You have an aura, except it isn’t made of purplish light; it’s your personal cloud of dead skin cells, fungus and many, many microbes. And researchers are learning to be able to identify you by it. Trillions of bacteria live on and in the human body. Together, these bacteria make up what researchers call the human microbiome. A new study out of the U.S. determined that an occupied room is microbially distinct from an unoccupied one also showed detectable differences between people’s microbial cloud “signatures,” including identifying their gender.

You know the dirty kid from ‘Peanuts’? Pig-Pen? It turns out we all look like that.
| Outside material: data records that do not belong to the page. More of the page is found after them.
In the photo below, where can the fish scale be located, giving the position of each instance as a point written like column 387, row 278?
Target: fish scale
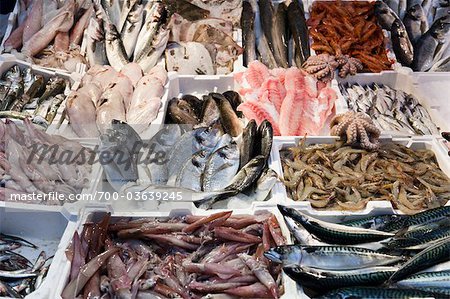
column 438, row 253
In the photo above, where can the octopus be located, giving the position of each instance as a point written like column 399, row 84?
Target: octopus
column 348, row 65
column 349, row 28
column 322, row 66
column 357, row 129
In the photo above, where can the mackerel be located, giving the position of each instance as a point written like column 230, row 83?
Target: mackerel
column 437, row 253
column 319, row 279
column 376, row 293
column 427, row 279
column 334, row 233
column 330, row 257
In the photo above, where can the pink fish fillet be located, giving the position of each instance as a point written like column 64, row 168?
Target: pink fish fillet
column 273, row 91
column 61, row 22
column 14, row 41
column 133, row 71
column 77, row 31
column 291, row 112
column 260, row 111
column 33, row 21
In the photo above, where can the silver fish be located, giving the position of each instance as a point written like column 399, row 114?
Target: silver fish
column 221, row 167
column 131, row 28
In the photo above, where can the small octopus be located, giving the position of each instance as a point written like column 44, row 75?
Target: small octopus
column 348, row 65
column 357, row 129
column 322, row 66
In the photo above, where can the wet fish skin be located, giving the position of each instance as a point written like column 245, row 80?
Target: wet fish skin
column 299, row 29
column 426, row 279
column 320, row 279
column 375, row 292
column 248, row 33
column 435, row 254
column 248, row 138
column 401, row 44
column 426, row 46
column 415, row 22
column 334, row 233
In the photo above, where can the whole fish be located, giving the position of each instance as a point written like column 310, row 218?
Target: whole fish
column 426, row 46
column 299, row 29
column 435, row 254
column 246, row 145
column 334, row 233
column 330, row 257
column 415, row 23
column 401, row 44
column 248, row 33
column 131, row 28
column 327, row 279
column 221, row 167
column 376, row 292
column 426, row 279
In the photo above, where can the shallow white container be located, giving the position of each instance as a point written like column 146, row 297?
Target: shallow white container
column 50, row 231
column 90, row 214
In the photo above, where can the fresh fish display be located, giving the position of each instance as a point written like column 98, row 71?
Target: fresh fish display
column 52, row 38
column 347, row 30
column 419, row 32
column 23, row 92
column 292, row 101
column 390, row 109
column 106, row 94
column 325, row 268
column 29, row 166
column 18, row 275
column 178, row 257
column 203, row 163
column 334, row 176
column 265, row 36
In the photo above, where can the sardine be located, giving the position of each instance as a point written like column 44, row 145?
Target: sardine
column 426, row 46
column 435, row 254
column 131, row 28
column 426, row 279
column 299, row 29
column 376, row 292
column 330, row 257
column 401, row 44
column 320, row 279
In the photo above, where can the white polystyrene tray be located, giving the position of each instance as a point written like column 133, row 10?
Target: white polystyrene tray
column 71, row 209
column 50, row 231
column 7, row 61
column 344, row 216
column 290, row 288
column 279, row 190
column 404, row 81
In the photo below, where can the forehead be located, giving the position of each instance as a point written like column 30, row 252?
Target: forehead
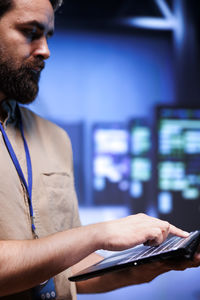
column 25, row 11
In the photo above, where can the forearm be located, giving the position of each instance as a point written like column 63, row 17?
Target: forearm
column 24, row 264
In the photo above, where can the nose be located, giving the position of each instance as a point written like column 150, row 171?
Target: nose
column 41, row 48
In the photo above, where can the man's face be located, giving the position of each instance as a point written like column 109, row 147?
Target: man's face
column 24, row 31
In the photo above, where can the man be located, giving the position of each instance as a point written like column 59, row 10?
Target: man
column 41, row 239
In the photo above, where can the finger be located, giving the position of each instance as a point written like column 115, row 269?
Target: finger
column 177, row 231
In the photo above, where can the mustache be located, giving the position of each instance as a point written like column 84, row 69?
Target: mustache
column 36, row 64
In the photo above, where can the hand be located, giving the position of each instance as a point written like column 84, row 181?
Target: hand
column 133, row 230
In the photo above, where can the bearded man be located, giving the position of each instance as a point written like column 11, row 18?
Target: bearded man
column 41, row 239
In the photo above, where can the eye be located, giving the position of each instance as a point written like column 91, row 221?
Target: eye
column 31, row 33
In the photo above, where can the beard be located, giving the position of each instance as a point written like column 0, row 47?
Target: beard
column 20, row 83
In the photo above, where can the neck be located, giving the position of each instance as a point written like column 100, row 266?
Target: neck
column 2, row 97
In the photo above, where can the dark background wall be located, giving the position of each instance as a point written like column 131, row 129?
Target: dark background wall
column 103, row 69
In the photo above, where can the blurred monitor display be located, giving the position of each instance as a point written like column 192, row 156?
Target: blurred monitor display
column 140, row 164
column 110, row 164
column 178, row 165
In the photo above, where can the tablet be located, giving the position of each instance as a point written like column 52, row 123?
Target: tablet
column 172, row 247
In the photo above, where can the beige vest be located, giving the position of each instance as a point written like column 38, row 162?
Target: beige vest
column 53, row 195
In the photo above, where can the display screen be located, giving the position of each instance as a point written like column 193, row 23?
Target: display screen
column 178, row 163
column 140, row 164
column 110, row 163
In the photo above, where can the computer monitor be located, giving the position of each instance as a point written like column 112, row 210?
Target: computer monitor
column 140, row 148
column 178, row 165
column 110, row 164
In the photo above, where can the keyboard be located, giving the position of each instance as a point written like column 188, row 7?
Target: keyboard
column 173, row 247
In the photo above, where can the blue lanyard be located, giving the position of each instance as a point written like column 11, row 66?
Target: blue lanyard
column 16, row 163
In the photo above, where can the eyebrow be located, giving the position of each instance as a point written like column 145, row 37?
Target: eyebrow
column 39, row 25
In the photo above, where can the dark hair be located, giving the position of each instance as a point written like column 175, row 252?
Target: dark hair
column 6, row 5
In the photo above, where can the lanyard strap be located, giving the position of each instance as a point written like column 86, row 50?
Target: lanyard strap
column 16, row 163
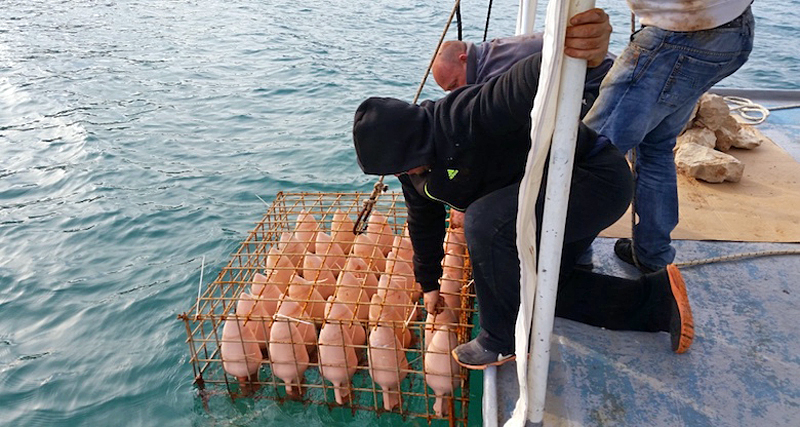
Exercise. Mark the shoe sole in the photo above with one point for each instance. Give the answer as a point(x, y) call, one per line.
point(484, 366)
point(678, 287)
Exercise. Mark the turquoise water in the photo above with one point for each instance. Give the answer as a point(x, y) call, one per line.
point(134, 138)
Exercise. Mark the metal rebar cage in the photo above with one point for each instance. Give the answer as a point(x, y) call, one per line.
point(290, 311)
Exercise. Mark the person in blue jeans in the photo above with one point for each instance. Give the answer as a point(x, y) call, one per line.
point(682, 50)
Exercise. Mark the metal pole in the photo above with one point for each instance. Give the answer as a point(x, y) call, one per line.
point(562, 152)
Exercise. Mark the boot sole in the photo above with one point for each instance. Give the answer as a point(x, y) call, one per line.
point(678, 287)
point(481, 367)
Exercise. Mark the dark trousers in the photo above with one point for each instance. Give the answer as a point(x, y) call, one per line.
point(600, 194)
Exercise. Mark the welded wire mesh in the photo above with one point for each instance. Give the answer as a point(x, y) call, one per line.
point(306, 310)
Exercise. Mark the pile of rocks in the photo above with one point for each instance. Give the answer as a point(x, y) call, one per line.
point(701, 149)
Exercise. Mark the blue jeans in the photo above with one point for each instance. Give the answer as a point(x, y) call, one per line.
point(644, 103)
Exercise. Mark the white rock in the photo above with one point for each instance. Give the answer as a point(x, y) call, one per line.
point(707, 164)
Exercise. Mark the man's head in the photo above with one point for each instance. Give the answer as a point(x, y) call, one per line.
point(450, 66)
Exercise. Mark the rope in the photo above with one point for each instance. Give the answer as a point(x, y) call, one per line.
point(361, 223)
point(744, 107)
point(488, 14)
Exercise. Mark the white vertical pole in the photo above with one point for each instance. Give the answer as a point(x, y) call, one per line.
point(559, 177)
point(526, 16)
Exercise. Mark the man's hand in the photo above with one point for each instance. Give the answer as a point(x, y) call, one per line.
point(588, 36)
point(433, 304)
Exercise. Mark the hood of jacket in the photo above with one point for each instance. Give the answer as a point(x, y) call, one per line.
point(392, 136)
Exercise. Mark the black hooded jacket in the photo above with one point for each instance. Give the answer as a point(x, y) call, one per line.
point(475, 141)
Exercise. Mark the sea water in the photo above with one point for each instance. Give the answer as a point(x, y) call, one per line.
point(136, 137)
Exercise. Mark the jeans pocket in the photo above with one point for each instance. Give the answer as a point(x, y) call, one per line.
point(691, 77)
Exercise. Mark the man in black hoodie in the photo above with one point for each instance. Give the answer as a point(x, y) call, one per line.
point(468, 151)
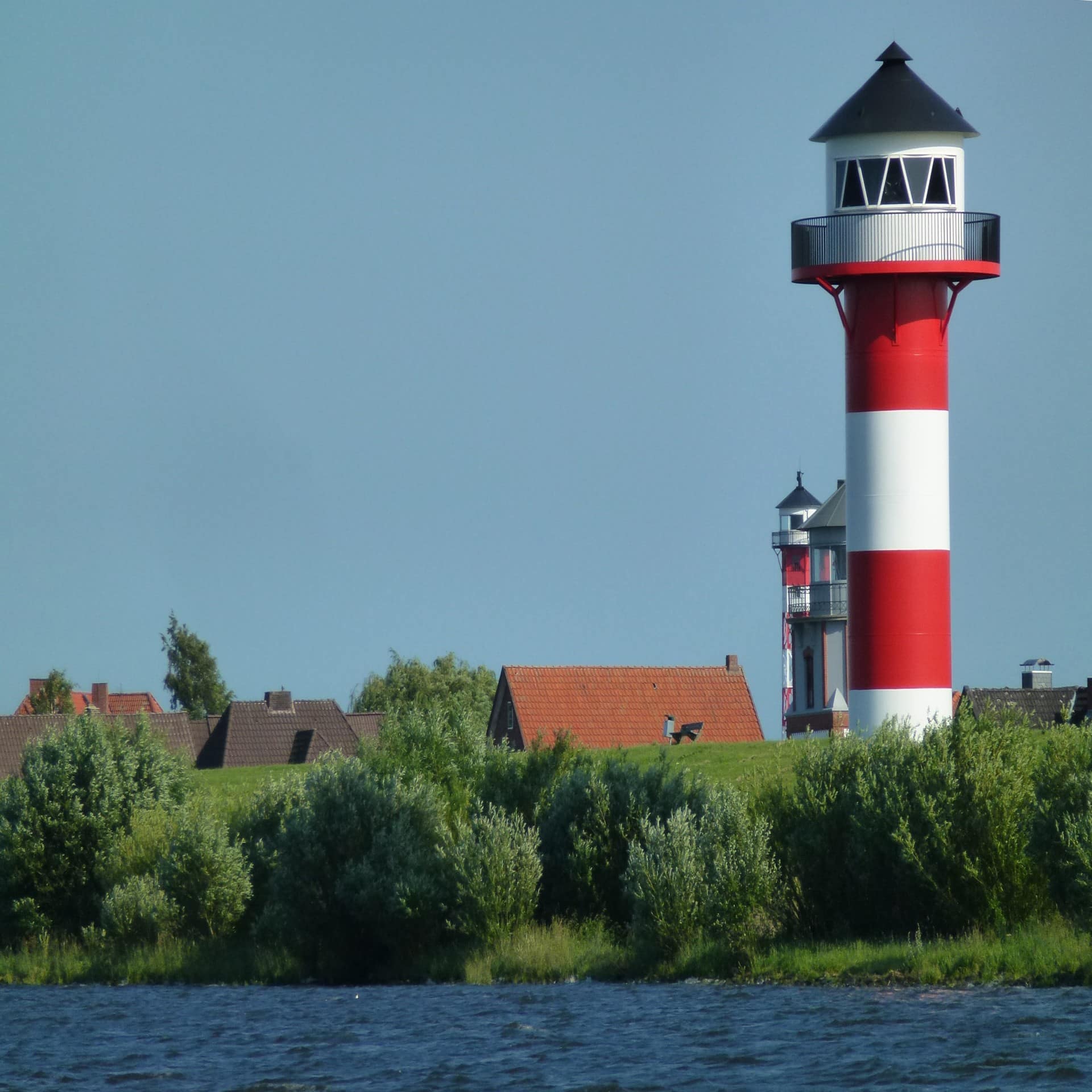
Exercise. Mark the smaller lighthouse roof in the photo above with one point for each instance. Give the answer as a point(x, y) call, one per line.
point(895, 100)
point(832, 512)
point(800, 497)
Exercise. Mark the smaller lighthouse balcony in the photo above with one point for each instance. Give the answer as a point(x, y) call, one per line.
point(791, 537)
point(826, 600)
point(965, 245)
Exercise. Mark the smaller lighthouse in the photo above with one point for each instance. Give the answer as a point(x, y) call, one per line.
point(791, 545)
point(895, 250)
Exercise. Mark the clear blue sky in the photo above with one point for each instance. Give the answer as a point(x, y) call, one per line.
point(346, 327)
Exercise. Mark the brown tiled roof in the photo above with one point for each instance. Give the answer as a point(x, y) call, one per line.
point(607, 707)
point(140, 701)
point(1041, 707)
point(365, 725)
point(18, 731)
point(250, 733)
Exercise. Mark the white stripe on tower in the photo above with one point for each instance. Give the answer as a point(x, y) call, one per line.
point(898, 539)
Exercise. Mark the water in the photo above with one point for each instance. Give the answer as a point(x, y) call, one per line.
point(587, 1037)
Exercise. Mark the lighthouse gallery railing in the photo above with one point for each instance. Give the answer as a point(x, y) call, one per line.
point(897, 237)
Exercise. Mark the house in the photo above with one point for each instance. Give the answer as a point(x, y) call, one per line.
point(110, 705)
point(610, 707)
point(1037, 698)
point(272, 732)
point(19, 730)
point(280, 730)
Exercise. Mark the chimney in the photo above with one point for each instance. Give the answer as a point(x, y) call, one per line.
point(101, 697)
point(1037, 674)
point(279, 701)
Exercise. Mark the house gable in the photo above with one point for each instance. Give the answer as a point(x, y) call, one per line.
point(609, 707)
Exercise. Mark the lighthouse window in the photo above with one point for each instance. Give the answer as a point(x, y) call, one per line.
point(937, 192)
point(854, 193)
point(872, 171)
point(898, 180)
point(917, 175)
point(895, 185)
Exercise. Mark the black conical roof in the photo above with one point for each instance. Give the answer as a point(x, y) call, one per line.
point(895, 101)
point(800, 497)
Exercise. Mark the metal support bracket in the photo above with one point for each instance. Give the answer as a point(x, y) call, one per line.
point(957, 287)
point(835, 294)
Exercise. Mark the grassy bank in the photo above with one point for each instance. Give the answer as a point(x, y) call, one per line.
point(1045, 955)
point(738, 764)
point(235, 962)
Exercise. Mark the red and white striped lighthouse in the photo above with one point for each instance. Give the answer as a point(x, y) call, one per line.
point(895, 251)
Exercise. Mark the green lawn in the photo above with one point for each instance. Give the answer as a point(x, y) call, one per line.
point(229, 790)
point(741, 764)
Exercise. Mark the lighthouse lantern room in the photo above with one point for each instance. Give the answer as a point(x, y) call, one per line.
point(895, 250)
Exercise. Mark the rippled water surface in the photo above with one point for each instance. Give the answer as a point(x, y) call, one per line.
point(573, 1037)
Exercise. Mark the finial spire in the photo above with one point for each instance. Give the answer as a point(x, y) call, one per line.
point(894, 54)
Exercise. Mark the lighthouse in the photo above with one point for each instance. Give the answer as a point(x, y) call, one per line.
point(791, 545)
point(895, 250)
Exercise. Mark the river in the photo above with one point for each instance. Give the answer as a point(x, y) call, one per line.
point(578, 1037)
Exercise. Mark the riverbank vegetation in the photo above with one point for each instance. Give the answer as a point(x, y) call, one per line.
point(434, 855)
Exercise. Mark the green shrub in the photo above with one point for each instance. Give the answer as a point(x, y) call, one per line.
point(61, 820)
point(891, 834)
point(598, 810)
point(1062, 829)
point(363, 877)
point(711, 875)
point(497, 872)
point(445, 746)
point(138, 911)
point(523, 782)
point(742, 874)
point(257, 827)
point(205, 876)
point(665, 880)
point(140, 851)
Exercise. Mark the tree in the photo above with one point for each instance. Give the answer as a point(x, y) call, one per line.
point(410, 684)
point(192, 676)
point(63, 820)
point(55, 696)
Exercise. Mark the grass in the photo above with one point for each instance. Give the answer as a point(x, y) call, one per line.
point(237, 961)
point(1042, 955)
point(230, 790)
point(739, 764)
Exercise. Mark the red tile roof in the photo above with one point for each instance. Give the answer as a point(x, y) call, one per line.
point(607, 707)
point(121, 705)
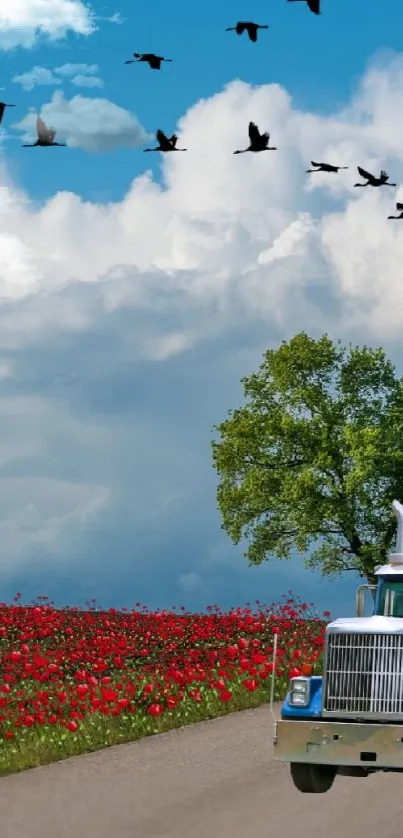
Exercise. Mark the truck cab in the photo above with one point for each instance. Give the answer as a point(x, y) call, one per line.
point(349, 720)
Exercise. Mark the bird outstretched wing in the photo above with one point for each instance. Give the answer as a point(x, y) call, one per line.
point(154, 62)
point(162, 138)
point(41, 129)
point(254, 133)
point(364, 173)
point(252, 31)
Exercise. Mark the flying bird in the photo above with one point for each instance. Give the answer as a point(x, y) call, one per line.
point(249, 27)
point(382, 180)
point(325, 167)
point(154, 61)
point(313, 5)
point(3, 106)
point(258, 141)
point(398, 207)
point(46, 136)
point(165, 143)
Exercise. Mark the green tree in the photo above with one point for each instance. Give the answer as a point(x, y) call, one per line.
point(315, 457)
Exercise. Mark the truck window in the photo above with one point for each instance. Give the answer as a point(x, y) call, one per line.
point(390, 603)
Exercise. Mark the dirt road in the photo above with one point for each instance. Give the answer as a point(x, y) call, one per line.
point(216, 778)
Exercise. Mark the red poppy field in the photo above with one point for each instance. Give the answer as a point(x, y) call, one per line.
point(73, 681)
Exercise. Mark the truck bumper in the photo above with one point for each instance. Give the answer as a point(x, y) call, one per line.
point(339, 743)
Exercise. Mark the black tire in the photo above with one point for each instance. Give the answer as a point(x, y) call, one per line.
point(312, 779)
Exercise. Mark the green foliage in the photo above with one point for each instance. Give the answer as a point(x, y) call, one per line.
point(315, 457)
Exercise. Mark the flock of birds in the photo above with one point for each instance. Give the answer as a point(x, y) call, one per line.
point(257, 141)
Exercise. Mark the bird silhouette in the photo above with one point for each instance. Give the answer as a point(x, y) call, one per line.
point(154, 61)
point(3, 106)
point(258, 141)
point(247, 26)
point(399, 207)
point(325, 167)
point(382, 180)
point(46, 136)
point(165, 143)
point(313, 5)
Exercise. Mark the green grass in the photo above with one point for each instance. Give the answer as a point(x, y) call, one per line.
point(47, 744)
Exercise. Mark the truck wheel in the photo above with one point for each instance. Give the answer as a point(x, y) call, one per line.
point(312, 779)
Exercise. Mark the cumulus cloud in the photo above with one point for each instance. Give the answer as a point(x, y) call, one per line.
point(126, 326)
point(72, 69)
point(94, 125)
point(87, 81)
point(22, 22)
point(36, 77)
point(81, 75)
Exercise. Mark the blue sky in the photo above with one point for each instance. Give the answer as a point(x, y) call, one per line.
point(136, 292)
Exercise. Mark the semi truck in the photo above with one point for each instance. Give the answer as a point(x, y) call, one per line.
point(349, 720)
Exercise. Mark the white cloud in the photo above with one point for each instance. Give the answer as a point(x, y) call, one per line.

James Meadow, lead author on the study and a data scientist at Phylagen, a company in San Francisco that focuses on improving the health of the indoor microbiome in places like hospitals and homes

Understanding the interplay between the microbial cloud and environment could form the basis for attempts to better engineer ventilation systems of indoor spaces like hospitals  or offices to prevent the transmission of diseases. Another potential real-world application for microbial cloud research is forensics. While it may be “years down the road,” Meadow says, our ability to distinguish between people based on their airborne microbial signatures will likely get better and better.

Just like the detectives today are dusting a room to look for fingerprints, maybe [in the future] they’ll take a big vacuum and see what microbes are there. It’s certainly not tomorrow, but it might be possible.